I was born and raised in a very conservative village in Haryana. Most girls had the set path, pursue BA get married or become a teacher and get married.There were numerous child marriages in my neighbourhood where the girls were 16 or 17. While studying to my CAT exam I used to go to my uncle’s house on weekends to avoid the distractions at my house. Mainly I started going because of the warm and welcoming nature of their family. They are a family of six, two sisters two brothers , my uncle and aunt. Another cousin didi who was a teacher lived with them. she was the eldest among siblings and stayed for some time to help the children with their studies.
Younger girl, Sonakshi was the quiet one while elder one Poonam was always chirping about something or other. I was closer to sonakshi due to her exuding innocence , she was going through the board exam stress for class 10th. I formed a bond with both sisters and tried to inculcate the habit of reading into them but never succeeded. Poonam wasn’t interested in reading anything other than fashion blogs and magazines and Sonakshi always said she just doesn’t wanna come anywhere near books. For some naive reason I was convinced that they would get maturity by reading some quality literature, not realising what works for one may not work for another and that this is just my opinion, I may be wrong. Both the sisters were very pretty and were the centre of attraction at all family functions. There were strict rules as to what they can and cannot wear though, cut sleeves, dresses, anything that reveals any skin was a big no no in their house. Sonakshi didn’t care much for these things but poonam was visibly distressed with these things, she used design clothes and was fond of fancy dresses and makeup.
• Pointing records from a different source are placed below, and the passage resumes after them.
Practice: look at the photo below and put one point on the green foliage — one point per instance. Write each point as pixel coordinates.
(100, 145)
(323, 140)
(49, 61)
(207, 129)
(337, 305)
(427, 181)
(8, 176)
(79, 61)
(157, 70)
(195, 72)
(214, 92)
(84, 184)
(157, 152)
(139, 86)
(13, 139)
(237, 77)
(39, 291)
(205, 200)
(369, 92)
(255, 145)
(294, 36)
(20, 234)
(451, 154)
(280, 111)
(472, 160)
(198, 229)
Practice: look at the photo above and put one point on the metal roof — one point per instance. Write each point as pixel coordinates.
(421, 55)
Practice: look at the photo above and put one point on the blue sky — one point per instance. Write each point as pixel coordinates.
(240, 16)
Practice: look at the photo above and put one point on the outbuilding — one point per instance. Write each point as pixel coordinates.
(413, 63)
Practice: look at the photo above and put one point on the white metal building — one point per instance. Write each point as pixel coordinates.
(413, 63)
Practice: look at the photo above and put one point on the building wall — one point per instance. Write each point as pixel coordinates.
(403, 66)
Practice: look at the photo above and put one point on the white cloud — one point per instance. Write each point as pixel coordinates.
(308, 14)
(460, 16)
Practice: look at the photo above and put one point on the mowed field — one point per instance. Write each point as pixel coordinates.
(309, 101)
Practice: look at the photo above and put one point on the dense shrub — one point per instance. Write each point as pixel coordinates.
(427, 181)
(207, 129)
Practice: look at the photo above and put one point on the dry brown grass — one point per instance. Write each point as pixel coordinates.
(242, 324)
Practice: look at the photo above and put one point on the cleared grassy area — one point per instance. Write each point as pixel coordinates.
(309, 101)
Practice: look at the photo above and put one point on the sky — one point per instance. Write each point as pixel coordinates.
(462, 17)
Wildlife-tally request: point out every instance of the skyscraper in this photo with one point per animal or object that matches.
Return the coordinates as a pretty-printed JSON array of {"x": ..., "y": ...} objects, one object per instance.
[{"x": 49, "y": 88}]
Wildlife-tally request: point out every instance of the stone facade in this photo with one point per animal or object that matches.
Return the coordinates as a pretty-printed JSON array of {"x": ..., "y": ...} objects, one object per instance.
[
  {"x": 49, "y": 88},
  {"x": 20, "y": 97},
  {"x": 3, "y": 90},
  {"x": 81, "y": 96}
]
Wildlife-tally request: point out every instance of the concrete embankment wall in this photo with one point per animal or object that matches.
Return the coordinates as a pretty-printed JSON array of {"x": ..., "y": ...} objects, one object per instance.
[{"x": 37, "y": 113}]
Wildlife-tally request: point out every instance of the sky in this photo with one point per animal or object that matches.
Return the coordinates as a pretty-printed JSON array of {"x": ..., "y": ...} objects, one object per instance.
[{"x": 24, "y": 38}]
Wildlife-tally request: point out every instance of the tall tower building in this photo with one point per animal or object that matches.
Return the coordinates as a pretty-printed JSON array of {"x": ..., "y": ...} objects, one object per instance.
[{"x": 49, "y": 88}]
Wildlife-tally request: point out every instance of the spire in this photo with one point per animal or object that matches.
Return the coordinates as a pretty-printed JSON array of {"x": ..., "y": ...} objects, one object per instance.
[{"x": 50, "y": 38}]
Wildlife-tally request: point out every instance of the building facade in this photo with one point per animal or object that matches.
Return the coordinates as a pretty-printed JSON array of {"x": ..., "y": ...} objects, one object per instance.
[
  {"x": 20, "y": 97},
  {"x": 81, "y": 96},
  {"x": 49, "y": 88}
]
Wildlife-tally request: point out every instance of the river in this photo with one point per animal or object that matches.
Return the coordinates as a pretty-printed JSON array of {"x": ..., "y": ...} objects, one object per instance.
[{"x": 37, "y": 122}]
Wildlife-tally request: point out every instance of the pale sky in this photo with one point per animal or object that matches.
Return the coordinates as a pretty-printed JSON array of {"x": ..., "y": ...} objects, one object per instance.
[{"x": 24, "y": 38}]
Fast forward 4 months, one day poonam was coming back from a nearby kirana shop and behind her a guy from a neighbourhood followed her into the house. The moment he stepped into the house he was flushed with anger and started speaking on the top of his voice. ye bahar gulchare udda ke aa rahi hain, koi ladka aaya tha isse milne , dono kiss kar rahe gaav ke beech mein ,sharam nahi h isko zara bhi(she was having fun with some guy who came to meet her and is completely shameless).
This went on for a while where she tried to denied it and 2 more guys came to back up the first one in this moral policing. Eventually her family got to know she did meet some boy and it is true. Her cousin di Meenakshi sent those boys back but started yelling at her afterwards. To them it was unthinkable that someone could do such a thing, their honour was at stake . Her elder brother and father weren’t home at the time , her mother starting crying and cursing her for bringing dishonour to the family. They first locked her in a room then Her didi and mother started beating her badly for more than half an hour. Later at night her brother came home and went into rage the moment he heard the news, he picked up a broom lying nearby and hit her 3-4 times. How do I know all this? Poonam told me in details as she too went into shock from extreme reaction of her family.
This boy was her classmate in 10th standard in DPS RK puram. Her family was sending the children all the way to RK puram with the idea that they will get better education there compared to nearby schools. From the very next day they stopped sending her to school and decided to stop her education altogether. Meenakshi di said to me “isko bahar nahi bhej sakte , ispe bharosa nahi kar sakte aab” (we can’t send her out, we can’t trust her now). I was not able to believe that something this small could have such extreme consequence for her , when the guy was left unaffected (at least socially). I tried to convince them but later my mother said “don’t do to their house now, study here only, people will talk about you as well.”
Its been around 5 years and that girl is still having house arrest, she completed schooling via distance and is taking BA degree from nearby mediocre Govt. college with correspondence. Now her family wants to marry the two girls off in a “good family”. They stopped till now because some astrologer predicted that elder girl, poonam is having some dosha and should only marry after 26. We as girls have been receiving these silent messages since childhood , don’t do this don’t do that or else consequences will be rough.